BOP Trust Fund Accounts Reportedly Shield Prisoners from Payment Obligations
by Dale Chappell
Imagine being able to “hide” your money in an account where the government supposedly has no access to it and cannot force you to pay any court-ordered financial obligations, such as child support or restitution to victims of your crimes. That’s what critics are saying federal prisoners are able to do with the financial accounts held by the Federal Bureau of Prisons (BOP).
The Trust Fund account is one giant account managed by BOP staff where federal prisoners can store their money to purchase commissary items, phone and email minutes, and send funds to family or book sellers to have books delivered. However, these accounts are not like normal bank accounts and are not subject to the same scrutiny as what the general public might face with their personal accounts. Instead, law enforcement agencies say that there’s a risk of abuse, money laundering, and corruption because of the lack of oversight of these Trust Fund accounts.
As a whole, the BOP’s Trust Fund account totals more than $100 million. But it’s the 20 or so prisoners who have accounts that exceed $100,000 totaling more than $3 million that have some concerned. This is according to the Washington Post, which cites an anonymous source within the BOP. It is not illegal for prisoners to have large sums of money in their accounts. Sometimes the sale of property or cashing out retirement accounts wind up in a prisoner’s Trust Fund account, simply because there’s no other place to put it. Not all prisoners are fortunate enough to have an account at a regular bank, where their money can earn interest for them. Instead, they are left with the BOP’s non-interest bearing Trust Fund account—which earns interest for the BOP, though.

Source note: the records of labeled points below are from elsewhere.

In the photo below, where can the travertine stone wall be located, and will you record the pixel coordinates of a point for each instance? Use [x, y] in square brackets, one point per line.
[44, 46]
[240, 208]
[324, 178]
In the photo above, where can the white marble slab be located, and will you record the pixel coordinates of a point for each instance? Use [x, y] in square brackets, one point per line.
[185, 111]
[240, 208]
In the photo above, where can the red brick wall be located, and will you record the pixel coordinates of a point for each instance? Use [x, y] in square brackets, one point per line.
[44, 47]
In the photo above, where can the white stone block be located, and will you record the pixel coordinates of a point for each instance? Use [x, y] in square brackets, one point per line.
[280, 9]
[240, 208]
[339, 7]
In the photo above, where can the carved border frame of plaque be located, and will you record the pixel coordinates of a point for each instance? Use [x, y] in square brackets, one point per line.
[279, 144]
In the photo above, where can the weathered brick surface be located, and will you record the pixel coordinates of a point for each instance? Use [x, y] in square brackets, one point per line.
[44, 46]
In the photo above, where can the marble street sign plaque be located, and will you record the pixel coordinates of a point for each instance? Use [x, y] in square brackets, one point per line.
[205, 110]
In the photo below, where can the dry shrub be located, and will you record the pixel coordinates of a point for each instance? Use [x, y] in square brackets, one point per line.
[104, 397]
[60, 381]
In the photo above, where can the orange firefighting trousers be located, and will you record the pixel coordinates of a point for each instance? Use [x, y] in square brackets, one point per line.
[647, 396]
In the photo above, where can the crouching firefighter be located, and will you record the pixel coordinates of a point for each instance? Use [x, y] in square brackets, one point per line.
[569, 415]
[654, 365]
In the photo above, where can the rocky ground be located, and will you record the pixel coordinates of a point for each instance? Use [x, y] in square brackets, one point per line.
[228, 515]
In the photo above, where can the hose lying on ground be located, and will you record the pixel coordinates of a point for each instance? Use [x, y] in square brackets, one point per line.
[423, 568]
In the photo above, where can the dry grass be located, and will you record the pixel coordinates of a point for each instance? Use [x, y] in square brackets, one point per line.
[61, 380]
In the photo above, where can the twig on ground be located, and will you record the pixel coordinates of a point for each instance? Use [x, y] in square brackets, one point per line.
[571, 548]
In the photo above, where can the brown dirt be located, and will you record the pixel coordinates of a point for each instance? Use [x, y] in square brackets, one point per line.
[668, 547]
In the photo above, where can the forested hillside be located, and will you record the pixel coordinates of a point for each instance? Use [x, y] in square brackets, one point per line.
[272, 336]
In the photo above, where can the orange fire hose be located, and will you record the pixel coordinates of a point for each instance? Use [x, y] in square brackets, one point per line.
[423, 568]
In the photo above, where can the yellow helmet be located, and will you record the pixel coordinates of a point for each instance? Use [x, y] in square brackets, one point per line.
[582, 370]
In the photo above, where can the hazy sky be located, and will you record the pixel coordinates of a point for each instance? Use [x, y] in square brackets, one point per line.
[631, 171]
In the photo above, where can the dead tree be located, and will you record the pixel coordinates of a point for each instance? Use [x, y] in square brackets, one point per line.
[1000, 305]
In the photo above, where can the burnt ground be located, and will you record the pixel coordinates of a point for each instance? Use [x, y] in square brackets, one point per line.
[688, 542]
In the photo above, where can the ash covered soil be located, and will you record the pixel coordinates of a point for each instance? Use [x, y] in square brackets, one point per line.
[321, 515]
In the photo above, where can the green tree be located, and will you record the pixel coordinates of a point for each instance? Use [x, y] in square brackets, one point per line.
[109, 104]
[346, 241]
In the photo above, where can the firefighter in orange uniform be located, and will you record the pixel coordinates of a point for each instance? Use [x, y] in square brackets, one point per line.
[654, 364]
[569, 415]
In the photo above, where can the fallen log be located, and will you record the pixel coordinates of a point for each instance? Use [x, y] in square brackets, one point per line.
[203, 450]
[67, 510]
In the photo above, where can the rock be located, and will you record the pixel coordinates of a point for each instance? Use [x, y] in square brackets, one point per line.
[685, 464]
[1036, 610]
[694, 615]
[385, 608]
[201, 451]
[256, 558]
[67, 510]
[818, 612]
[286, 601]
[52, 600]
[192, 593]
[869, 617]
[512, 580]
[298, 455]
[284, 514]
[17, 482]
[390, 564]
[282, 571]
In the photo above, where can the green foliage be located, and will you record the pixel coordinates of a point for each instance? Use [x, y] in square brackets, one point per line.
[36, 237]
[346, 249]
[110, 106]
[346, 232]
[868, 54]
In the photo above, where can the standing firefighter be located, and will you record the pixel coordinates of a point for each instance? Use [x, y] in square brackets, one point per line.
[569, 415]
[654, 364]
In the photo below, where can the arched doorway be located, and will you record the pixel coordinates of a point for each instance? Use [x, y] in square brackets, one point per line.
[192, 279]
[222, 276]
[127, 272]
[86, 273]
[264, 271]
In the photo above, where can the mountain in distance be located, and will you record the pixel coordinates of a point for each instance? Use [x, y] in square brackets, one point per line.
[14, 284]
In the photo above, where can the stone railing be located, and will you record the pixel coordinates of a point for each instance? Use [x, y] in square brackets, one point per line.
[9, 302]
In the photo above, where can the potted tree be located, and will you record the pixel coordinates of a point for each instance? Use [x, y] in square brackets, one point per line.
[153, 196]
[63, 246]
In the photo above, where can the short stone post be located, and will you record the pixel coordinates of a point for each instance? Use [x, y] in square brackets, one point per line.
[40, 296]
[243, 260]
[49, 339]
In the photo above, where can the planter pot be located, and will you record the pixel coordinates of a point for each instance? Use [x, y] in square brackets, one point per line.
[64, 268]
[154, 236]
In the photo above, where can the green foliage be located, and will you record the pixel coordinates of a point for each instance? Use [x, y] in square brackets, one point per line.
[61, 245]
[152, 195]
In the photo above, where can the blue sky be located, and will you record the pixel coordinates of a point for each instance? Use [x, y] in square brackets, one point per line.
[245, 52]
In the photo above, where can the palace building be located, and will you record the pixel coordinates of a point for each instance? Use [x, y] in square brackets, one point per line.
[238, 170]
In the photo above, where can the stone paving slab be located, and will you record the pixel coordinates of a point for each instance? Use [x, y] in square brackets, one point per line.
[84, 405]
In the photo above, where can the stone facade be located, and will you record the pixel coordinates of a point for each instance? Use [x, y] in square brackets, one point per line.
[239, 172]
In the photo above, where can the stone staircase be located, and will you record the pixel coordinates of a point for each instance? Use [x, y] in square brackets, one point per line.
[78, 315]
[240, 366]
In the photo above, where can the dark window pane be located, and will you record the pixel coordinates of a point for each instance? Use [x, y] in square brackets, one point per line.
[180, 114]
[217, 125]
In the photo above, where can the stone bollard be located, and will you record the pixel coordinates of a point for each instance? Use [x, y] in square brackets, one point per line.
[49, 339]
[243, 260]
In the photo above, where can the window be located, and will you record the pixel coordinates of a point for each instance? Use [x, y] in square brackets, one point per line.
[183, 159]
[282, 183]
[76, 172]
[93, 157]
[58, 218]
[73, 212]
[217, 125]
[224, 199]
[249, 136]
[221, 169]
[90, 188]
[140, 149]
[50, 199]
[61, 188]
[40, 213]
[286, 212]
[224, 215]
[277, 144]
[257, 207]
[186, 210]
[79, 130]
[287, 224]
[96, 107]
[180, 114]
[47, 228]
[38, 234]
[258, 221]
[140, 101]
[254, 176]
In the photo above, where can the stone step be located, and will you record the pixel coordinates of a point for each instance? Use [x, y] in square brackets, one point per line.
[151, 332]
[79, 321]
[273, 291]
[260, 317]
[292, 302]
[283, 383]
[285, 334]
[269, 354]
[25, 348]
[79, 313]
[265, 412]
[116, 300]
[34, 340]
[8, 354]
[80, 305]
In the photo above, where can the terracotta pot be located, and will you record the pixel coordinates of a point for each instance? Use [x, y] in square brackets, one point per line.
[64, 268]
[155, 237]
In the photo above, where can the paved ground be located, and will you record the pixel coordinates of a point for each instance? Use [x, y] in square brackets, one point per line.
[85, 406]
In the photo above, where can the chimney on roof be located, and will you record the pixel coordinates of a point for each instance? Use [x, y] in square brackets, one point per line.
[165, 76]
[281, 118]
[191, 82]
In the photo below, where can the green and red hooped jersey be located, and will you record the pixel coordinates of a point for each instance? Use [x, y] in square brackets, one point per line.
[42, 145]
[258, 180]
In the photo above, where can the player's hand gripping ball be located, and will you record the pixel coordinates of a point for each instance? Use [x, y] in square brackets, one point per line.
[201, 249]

Under the Bank Secrecy Act, everyday citizens who move more than $10,000 can be flagged for suspicion to law enforcement. That law, however, doesn’t apply to the BOP’s Trust Fund system because it’s not a true bank account, nor is the BOP a financial institution under the law.

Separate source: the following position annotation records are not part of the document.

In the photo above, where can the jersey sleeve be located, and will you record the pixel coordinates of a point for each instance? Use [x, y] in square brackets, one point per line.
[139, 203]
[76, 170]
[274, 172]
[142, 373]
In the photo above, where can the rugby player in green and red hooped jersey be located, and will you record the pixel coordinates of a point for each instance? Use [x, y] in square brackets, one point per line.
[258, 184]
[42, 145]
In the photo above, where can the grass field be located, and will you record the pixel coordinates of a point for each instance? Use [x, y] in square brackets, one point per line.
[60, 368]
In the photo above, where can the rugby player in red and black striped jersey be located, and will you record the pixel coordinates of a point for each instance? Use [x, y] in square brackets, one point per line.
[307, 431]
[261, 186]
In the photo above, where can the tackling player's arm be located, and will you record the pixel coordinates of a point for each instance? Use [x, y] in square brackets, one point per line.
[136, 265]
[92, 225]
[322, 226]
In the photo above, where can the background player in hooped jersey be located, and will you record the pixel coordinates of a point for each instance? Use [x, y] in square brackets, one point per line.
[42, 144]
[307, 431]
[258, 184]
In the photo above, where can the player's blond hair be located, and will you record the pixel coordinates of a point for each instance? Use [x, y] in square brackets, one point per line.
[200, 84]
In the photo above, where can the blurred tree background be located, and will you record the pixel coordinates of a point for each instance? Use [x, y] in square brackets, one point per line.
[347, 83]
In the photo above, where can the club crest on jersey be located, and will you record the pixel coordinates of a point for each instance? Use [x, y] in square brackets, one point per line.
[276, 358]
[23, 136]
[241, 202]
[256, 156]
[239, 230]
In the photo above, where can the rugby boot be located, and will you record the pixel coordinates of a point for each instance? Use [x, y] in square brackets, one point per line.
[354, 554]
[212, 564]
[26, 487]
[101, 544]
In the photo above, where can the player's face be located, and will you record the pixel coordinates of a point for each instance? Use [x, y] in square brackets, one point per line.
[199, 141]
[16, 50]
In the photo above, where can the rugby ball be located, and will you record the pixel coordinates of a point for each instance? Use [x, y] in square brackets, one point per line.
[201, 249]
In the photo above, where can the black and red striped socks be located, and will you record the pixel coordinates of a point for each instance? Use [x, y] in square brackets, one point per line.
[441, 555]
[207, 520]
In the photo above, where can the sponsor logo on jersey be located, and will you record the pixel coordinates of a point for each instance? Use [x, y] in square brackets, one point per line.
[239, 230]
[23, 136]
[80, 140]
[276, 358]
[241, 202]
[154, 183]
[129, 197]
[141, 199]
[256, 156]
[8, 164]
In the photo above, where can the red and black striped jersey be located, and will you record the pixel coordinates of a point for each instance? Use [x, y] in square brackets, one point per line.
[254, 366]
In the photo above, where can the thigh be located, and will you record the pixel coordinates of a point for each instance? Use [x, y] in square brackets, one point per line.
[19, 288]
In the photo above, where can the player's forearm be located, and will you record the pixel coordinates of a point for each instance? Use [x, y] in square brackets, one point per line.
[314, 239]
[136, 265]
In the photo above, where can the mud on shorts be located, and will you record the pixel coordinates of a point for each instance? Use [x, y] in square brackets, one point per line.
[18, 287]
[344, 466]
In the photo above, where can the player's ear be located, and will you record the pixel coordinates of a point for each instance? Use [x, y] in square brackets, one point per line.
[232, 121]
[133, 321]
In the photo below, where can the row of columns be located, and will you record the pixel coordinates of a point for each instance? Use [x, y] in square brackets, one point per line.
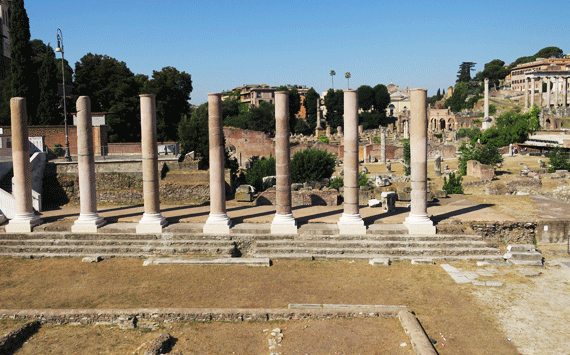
[218, 221]
[560, 88]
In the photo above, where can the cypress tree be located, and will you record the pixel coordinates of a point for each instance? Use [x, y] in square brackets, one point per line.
[48, 112]
[20, 50]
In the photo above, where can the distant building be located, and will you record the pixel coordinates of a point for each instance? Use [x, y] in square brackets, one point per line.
[4, 38]
[519, 73]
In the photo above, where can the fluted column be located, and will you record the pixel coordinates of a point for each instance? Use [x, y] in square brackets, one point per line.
[152, 220]
[525, 92]
[89, 221]
[283, 222]
[418, 221]
[382, 145]
[24, 217]
[351, 222]
[218, 221]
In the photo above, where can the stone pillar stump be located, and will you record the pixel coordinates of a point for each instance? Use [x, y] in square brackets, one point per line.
[218, 221]
[152, 220]
[89, 221]
[24, 217]
[283, 222]
[351, 222]
[418, 221]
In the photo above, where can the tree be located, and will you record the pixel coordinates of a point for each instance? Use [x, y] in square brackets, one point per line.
[112, 88]
[20, 50]
[464, 73]
[172, 89]
[48, 112]
[312, 165]
[334, 102]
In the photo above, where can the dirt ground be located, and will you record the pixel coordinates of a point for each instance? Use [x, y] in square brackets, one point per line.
[441, 305]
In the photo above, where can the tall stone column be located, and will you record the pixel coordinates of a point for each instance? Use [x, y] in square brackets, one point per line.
[532, 84]
[382, 145]
[351, 222]
[218, 221]
[24, 217]
[152, 220]
[556, 89]
[89, 221]
[418, 221]
[283, 222]
[548, 92]
[525, 92]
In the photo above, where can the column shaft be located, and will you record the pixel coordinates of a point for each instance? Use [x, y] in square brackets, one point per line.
[152, 220]
[88, 220]
[218, 221]
[283, 222]
[351, 222]
[24, 218]
[418, 221]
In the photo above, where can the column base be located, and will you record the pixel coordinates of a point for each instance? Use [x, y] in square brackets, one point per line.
[419, 225]
[151, 223]
[351, 224]
[284, 224]
[88, 223]
[217, 224]
[23, 223]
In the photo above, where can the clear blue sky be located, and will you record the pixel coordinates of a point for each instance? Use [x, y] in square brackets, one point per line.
[224, 44]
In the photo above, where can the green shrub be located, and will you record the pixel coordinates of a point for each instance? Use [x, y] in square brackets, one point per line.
[558, 160]
[260, 169]
[312, 165]
[453, 186]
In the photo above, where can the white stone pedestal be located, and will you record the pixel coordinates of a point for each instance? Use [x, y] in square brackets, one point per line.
[284, 224]
[351, 224]
[23, 223]
[88, 223]
[419, 225]
[217, 224]
[151, 223]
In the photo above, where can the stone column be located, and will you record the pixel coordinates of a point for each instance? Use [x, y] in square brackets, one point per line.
[383, 145]
[525, 92]
[532, 84]
[218, 221]
[351, 222]
[24, 217]
[89, 221]
[283, 222]
[556, 89]
[152, 220]
[548, 92]
[418, 221]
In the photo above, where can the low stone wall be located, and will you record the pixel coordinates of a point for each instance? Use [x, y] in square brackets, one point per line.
[301, 198]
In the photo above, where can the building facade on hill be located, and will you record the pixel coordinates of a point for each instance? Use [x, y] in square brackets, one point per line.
[4, 38]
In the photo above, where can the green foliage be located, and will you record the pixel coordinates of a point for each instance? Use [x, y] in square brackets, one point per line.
[511, 127]
[172, 89]
[312, 165]
[453, 186]
[334, 101]
[260, 169]
[407, 158]
[323, 139]
[48, 112]
[470, 133]
[558, 160]
[485, 154]
[464, 72]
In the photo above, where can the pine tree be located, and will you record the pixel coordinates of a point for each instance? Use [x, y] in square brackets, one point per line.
[48, 112]
[20, 50]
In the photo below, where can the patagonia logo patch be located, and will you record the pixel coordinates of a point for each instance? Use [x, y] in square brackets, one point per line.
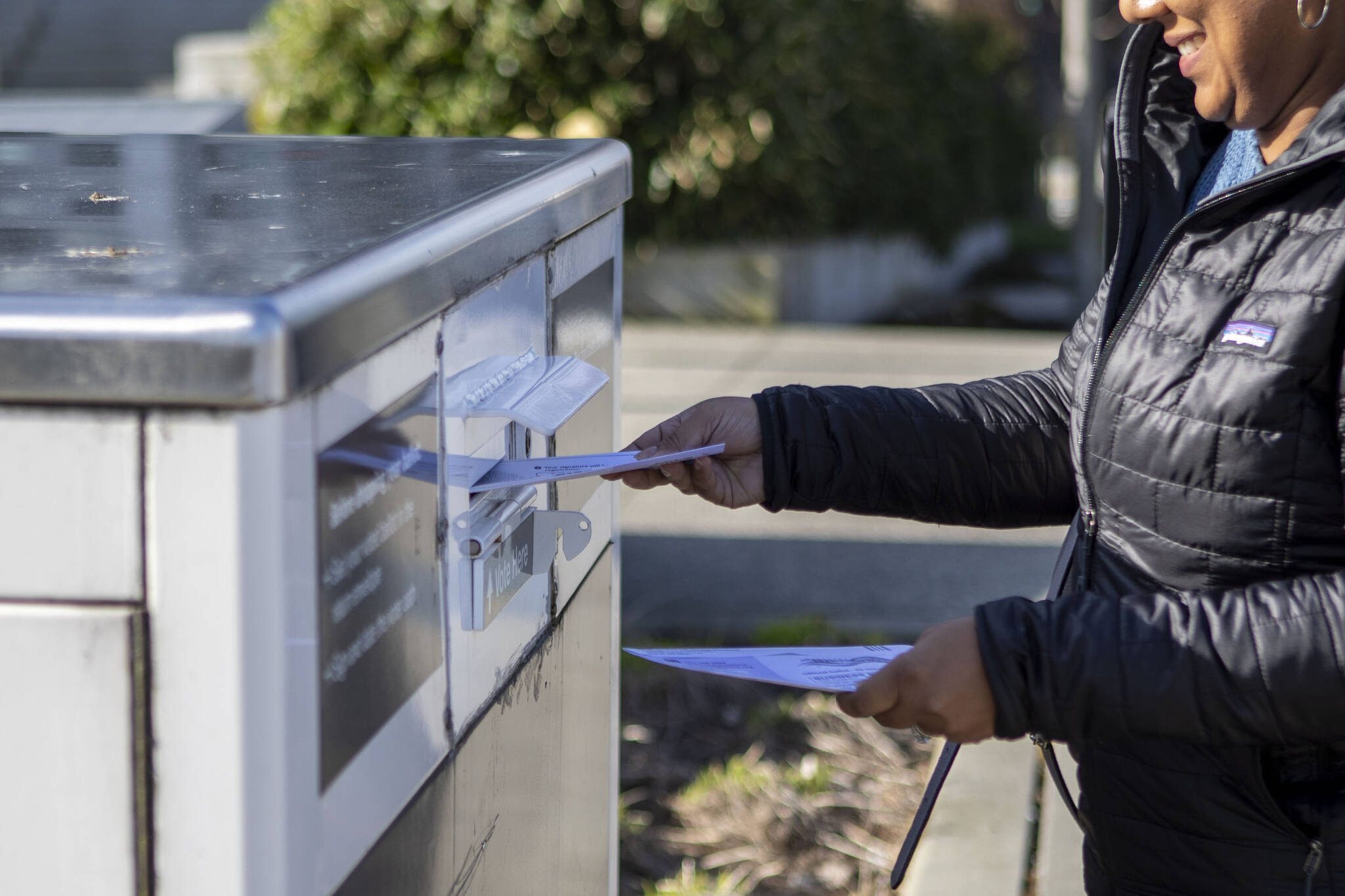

But that doesn’t stop the nation’s highest law enforcement office from creating its own rules to enforce monitoring of Trust Fund accounts. On August 19, 2021, Deputy Attorney General Lisa Monaco issued a directive to the BOP to “strengthen appropriate monitoring and reporting of Trust Fund accounts.” The directive said that “the Bureau must take appropriate steps to prevent inmates from using such accounts to engage in unlawful activity or to avoid obligations like paying court-ordered restitution to victims.”
The BOP responded swiftly to this directive and issued its own directive to the wardens at its 122 prisons across the country. This new policy requires wardens to file a monthly report with the Attorney General’s Office on: the account balances of prisoners; prisoners who have more than $2,500 in their accounts; abnormally large deposits made to a prisoner’s account; any source making a deposit into multiple accounts; and any former prisoners making a deposit into a prisoner’s account.

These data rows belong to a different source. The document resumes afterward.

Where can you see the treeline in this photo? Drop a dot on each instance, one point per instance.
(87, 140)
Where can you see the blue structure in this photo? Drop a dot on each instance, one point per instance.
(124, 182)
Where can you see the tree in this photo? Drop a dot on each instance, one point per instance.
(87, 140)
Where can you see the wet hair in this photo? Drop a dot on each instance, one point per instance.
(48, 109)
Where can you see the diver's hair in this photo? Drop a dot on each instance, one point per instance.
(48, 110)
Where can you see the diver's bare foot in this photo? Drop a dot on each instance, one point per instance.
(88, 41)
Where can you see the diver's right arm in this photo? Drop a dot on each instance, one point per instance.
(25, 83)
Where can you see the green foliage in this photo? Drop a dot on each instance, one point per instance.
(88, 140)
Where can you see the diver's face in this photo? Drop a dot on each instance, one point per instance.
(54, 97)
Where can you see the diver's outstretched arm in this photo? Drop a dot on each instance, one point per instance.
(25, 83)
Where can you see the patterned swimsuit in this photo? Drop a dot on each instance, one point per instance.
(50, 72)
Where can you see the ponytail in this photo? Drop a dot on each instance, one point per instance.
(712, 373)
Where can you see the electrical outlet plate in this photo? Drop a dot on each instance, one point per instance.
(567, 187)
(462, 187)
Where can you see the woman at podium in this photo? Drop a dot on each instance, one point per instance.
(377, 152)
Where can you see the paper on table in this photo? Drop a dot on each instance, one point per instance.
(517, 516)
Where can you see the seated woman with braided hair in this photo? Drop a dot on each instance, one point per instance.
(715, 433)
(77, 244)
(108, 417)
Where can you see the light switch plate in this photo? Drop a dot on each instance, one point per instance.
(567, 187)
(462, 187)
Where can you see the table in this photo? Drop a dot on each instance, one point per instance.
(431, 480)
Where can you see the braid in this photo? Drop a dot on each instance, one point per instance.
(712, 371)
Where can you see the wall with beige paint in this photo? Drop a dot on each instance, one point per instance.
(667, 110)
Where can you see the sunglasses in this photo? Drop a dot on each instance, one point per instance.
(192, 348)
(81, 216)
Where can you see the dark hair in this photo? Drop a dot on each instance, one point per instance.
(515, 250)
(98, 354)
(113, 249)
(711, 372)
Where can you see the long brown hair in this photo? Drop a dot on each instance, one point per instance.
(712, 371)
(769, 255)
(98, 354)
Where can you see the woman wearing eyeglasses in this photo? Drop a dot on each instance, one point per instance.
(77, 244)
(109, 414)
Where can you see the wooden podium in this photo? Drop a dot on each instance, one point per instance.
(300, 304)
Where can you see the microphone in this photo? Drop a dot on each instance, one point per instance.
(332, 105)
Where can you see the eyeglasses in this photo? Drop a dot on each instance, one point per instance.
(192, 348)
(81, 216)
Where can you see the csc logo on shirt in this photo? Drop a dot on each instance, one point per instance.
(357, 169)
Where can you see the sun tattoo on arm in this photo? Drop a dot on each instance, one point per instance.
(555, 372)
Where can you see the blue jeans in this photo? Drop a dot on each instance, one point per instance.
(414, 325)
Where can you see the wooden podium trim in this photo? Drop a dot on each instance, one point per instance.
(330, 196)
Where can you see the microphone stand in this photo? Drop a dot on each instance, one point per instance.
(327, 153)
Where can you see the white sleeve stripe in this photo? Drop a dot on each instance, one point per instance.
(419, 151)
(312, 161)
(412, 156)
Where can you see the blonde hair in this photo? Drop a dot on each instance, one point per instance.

This oversight is needed, law enforcement says, because with so much money in the Trust Fund system it’s an invitation for prisoners to bribe prison guards. A massive influx of money was injected into the Trust Fund system in May, when the Internal Revenue Service sent checks to almost 38,000 prisoners totaling more than $38 million. These were the “stimulus payments” nearly every U.S. resident received, including prisoners. Given the government’s penchant for taking people’s money at every opportunity, keeping more than a minimum amount in a prison trust account seems like a bad idea.